Never Thought

by Cass

Rating: PG
Disclaimer: I own the words. The characters belong to the evil man.
Note: I'm in that kinda mood tonight.


I never thought the day would come when I would find my true love. I've been on this earth for so many years, the possibilities of someone loving me was hopeless. I lost hope a long time ago. But something brought it back. One young girl. Yes, a girl. Barely sixteen when I first saw her. Sitting on the steps in the afternoon looking like a goddess out of those fairytale books. From the moment I saw her, I wanted her. I wanted to take her in my arms and never let her go. But that would never happen. We come from two different worlds. She's light, I'm dark. So, as you can see, the possibilities of her allowing me into her life were scarce. I never knew it would happen.

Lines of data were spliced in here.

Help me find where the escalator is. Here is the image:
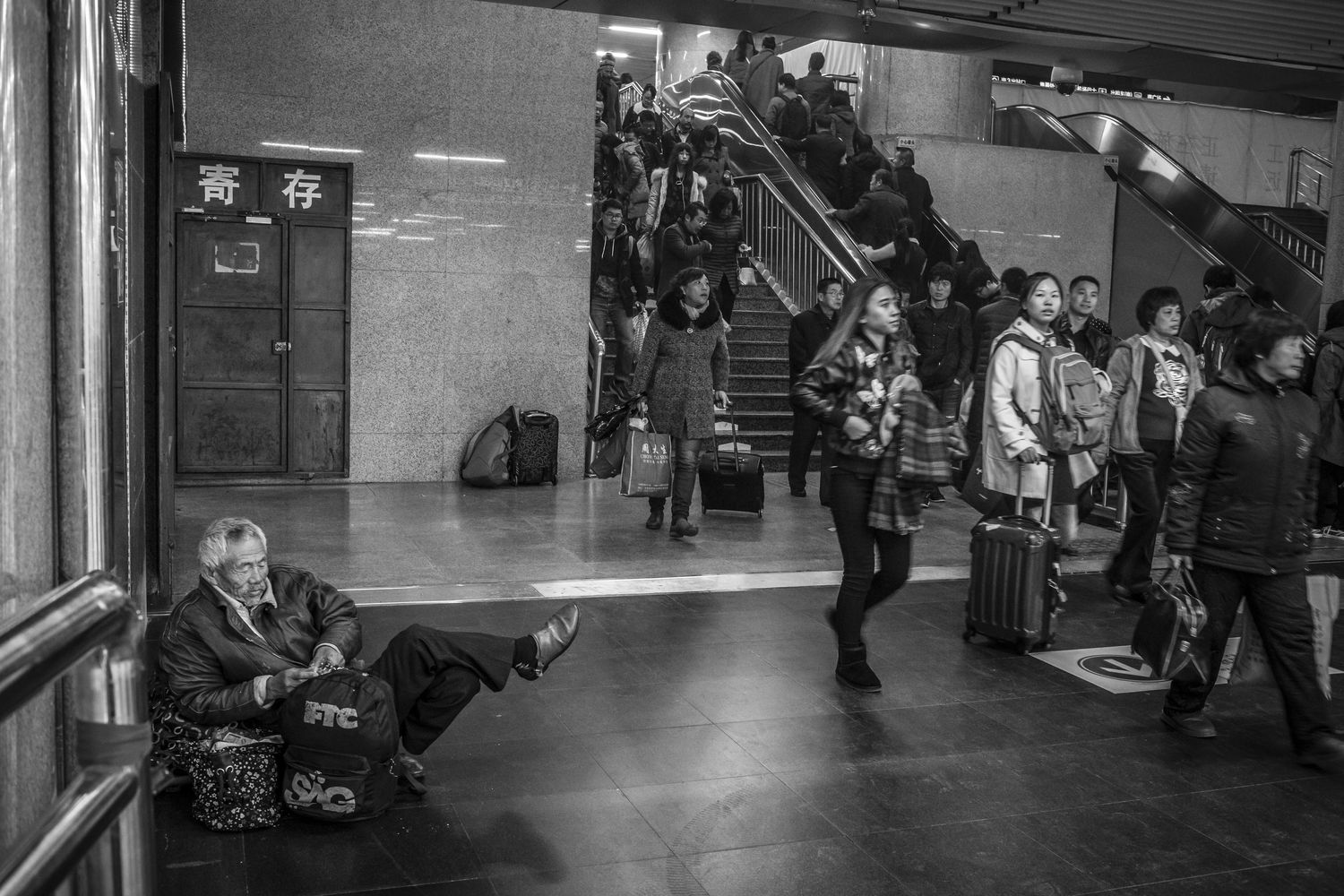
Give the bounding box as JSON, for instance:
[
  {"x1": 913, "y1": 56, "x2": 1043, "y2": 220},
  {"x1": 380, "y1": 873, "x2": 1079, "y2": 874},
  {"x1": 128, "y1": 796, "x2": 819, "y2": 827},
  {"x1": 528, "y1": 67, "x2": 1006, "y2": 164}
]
[
  {"x1": 663, "y1": 71, "x2": 960, "y2": 309},
  {"x1": 995, "y1": 106, "x2": 1322, "y2": 333}
]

The day I really met her, I loved her more than I had before. My love for her kept growing and growing. I wanted to build a safety for her with the love I had, but I couldn't. I've never been loved, I didn't know how. That's why when I realized that she loved me too, I pushed her away. I didn't want to be loved. I didn't think I deserved it. The miraculous thing, she never gave up on me. The day she first told me that she loved me, my world started all over. I told her that she shouldn't. She should have given up on me. Why did she keep fighting? I finally knew why.

I knew why she never gave up when I told her I loved her. Our love was so powerful, we would have never given up. We couldn't. Something bonded us together. Call it fate, call it destiny. I don't know what it was, but it was meant to be. I lost myself in her that one night. One night of passion cost us everything. We lost each other. With our love it was a never-ending battle. Nothing ever let us be content. We were always torn apart. But I learned something.

I learned that she needed to be on her own for a while. She needed to live. She needed to grow as a person, and become the woman she should. That's why I'm here, that's why I left. Just because I left doesn't mean I've stopped loving her. I love her more and more each day. So I stay here and I wait. Waiting for her to come back to me.